How do I extract a double value from a string using regex.

import re

pattr = re.compile(???)    
x = pattr.match("4.5")      

Answer 1

A regexp from the perldoc perlretut:

import re
re_float = re.compile("""(?x)
   ^
      [+-]?\ *      # first, match an optional sign *and space*
      (             # then match integers or f.p. mantissas:
          \d+       # start out with a ...
          (
              \.\d* # mantissa of the form a.b or a.
          )?        # ? takes care of integers of the form a
         |\.\d+     # mantissa of the form .b
      )
      ([eE][+-]?\d+)?  # finally, optionally match an exponent
   $""")
m = re_float.match("4.5")
print m.group(0)
# -> 4.5

To extract numbers from a bigger string:

s = """4.5 abc -4.5 abc - 4.5 abc + .1e10 abc . abc 1.01e-2 abc 
       1.01e-.2 abc 123 abc .123"""
print re.findall(r"[+-]? *(?:\d+(?:\.\d*)?|\.\d+)(?:[eE][+-]?\d+)?", s)
# -> ['4.5', '-4.5', '- 4.5', '+ .1e10', ' 1.01e-2',
#     '       1.01', '-.2', ' 123', ' .123']

Answer 2

Here's the easy way.
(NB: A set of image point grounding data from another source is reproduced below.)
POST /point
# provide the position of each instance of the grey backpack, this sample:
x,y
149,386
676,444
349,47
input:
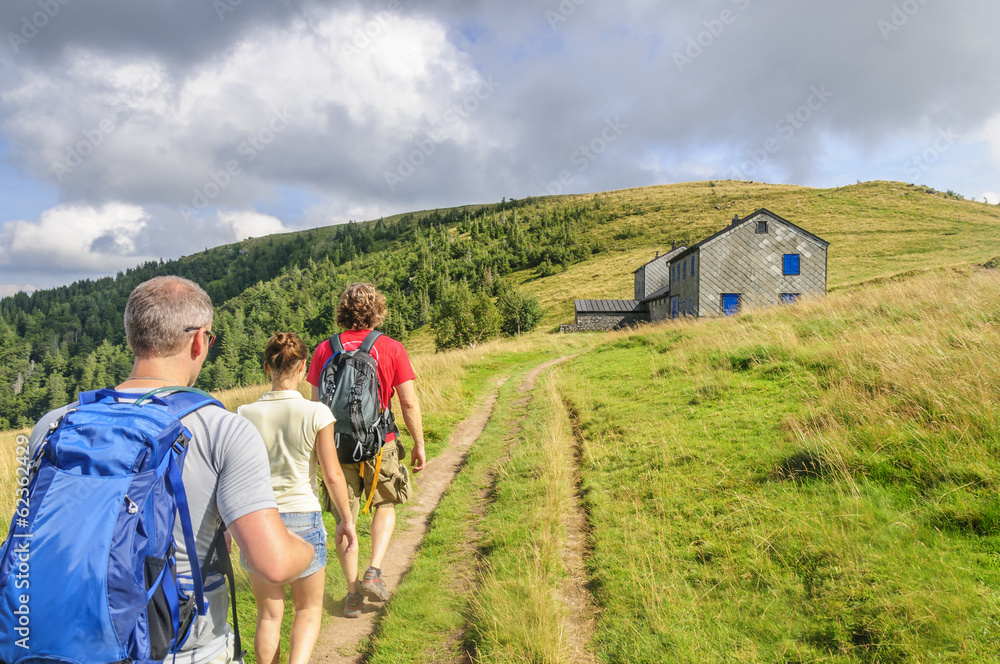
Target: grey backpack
x,y
348,384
Don't use regex's for built-in types.

try:
    x = float( someString )
except ValueError, e:
    # someString was NOT floating-point, what now?

Answer 3

For parse int and float (point separator) values:

re.findall( r'\d+\.*\d*', 'some 12 12.3 0 any text 0.8' )

result:

['12', '12.3', '0', '0.8']

Answer 4

a float as regular expression in brute force. there are smaller differences to the version of J.F. Sebastian:

import re
if __name__ == '__main__':
  x = str(1.000e-123)
  reFloat = r'(^[+-]?\d+(?:\.\d+)?(?:[eE][+-]\d+)?$)'
  print re.match(reFloat,x)

>>> <_sre.SRE_Match object at 0x0054D3E0>

Answer 5

Just to note that none of these answers cover the interesting edge cases such as "inf", "NaN", "-iNf", "-NaN", "1e-1_2_3_4_5_6", etc.

(inspired by Eric's answer here Checking if a string can be converted to float in Python)